Não foi só o Holodomor na Ucrânia, nem Katyn na Polónia, foi o próprio Gulag, com os seus múltiplos campos de concentração, considerado por muitos um devaneio louco de Estaline, enquanto Secretário-Geral do Partido Comunista da URSS, que, para vergonha nossa e descaramento sem nome, era desconhecido há poucos anos da Diretora do Museu da Resistência de Lisboa, ex-deputada comunista.

Como dizia um cartaz de dissidentes, servindo-se do típico humor russo, que comprei na rua Arbat em Moscovo: “O futuro é glorioso e científico; o passado a Deus pertence.” E no que respeita às vítimas do comunismo, o passado foi sempre branqueado e apagado. Ainda recentemente, Francisco Louçã fez troça de quem recordava o horror das vítimas do Holodomor, nomeadamente dos casos de canibalismo, na tristemente célebre Fome decidida pelo Partido Comunista da URSS contra os ucranianos, entre 1932 e 1934, e que matou milhões de conterrâneos de Zelenski.

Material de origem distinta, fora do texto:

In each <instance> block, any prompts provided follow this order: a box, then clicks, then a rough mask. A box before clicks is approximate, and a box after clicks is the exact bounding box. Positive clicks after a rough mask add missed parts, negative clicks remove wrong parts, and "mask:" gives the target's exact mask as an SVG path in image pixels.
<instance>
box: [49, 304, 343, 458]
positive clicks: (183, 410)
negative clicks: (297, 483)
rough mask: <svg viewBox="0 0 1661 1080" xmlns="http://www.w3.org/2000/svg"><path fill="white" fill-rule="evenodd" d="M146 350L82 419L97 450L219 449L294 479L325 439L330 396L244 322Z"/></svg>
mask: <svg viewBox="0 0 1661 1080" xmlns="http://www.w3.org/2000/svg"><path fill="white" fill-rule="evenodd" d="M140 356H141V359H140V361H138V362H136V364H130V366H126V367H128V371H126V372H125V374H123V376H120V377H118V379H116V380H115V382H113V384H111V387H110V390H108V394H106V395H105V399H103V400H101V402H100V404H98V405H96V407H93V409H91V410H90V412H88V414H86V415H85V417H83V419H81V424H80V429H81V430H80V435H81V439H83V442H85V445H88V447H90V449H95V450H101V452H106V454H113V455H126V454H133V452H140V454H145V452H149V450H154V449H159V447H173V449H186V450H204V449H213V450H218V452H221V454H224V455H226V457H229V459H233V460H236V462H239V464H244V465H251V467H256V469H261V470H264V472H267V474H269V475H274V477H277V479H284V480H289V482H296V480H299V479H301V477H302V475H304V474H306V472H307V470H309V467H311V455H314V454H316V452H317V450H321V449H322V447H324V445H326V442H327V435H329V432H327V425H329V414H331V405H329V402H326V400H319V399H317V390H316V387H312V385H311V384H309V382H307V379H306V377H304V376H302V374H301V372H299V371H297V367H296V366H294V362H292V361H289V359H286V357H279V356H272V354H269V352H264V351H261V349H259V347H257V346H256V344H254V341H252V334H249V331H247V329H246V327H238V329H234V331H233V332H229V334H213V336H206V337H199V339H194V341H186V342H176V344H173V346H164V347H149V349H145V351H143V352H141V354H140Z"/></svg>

O Movimento tem um património de memória histórica precioso e muito importante para recordar e homenagear todas essas vítimas. Tem uma atividade notável e meritória, respeitada pelos investigadores universitários de todo o mundo e por todos os que desejam conhecer no seu todo a banalização do mal que tanto marcou a história do século XX na Europa ocidental e que ainda hoje são poder em grande parte do mundo.

Foi assim que na Rússia atual se agravaram as políticas de desrespeito pelos mais elementares direitos humanos, se multiplicam os atentados contra a liberdade e que o Memorial abriu uma segunda frente de atividade: a luta pela democracia, a liberdade e os direitos humanos na Rússia de Putin.

Há um ano, o Memorial foi proibido de exercer a sua atividade e, agora, no dia em que se anuncia o Prémio Nobel da Paz, um tribunal russo decidiu confiscar as instalações da organização. Não vai confiscar a memória que o trabalho imenso realizado pelo Movimento Memorial realizou ao longo de todos estes anos e, em muito boa hora, homenageado e anunciado em Oslo, capital da Noruega, pelo Comité Nobel.

O passado comunista da Rússia já não pertence, como ironizavam os dissidentes comunistas, a Deus. O futuro, esse, sim, ainda está carregado de incertezas.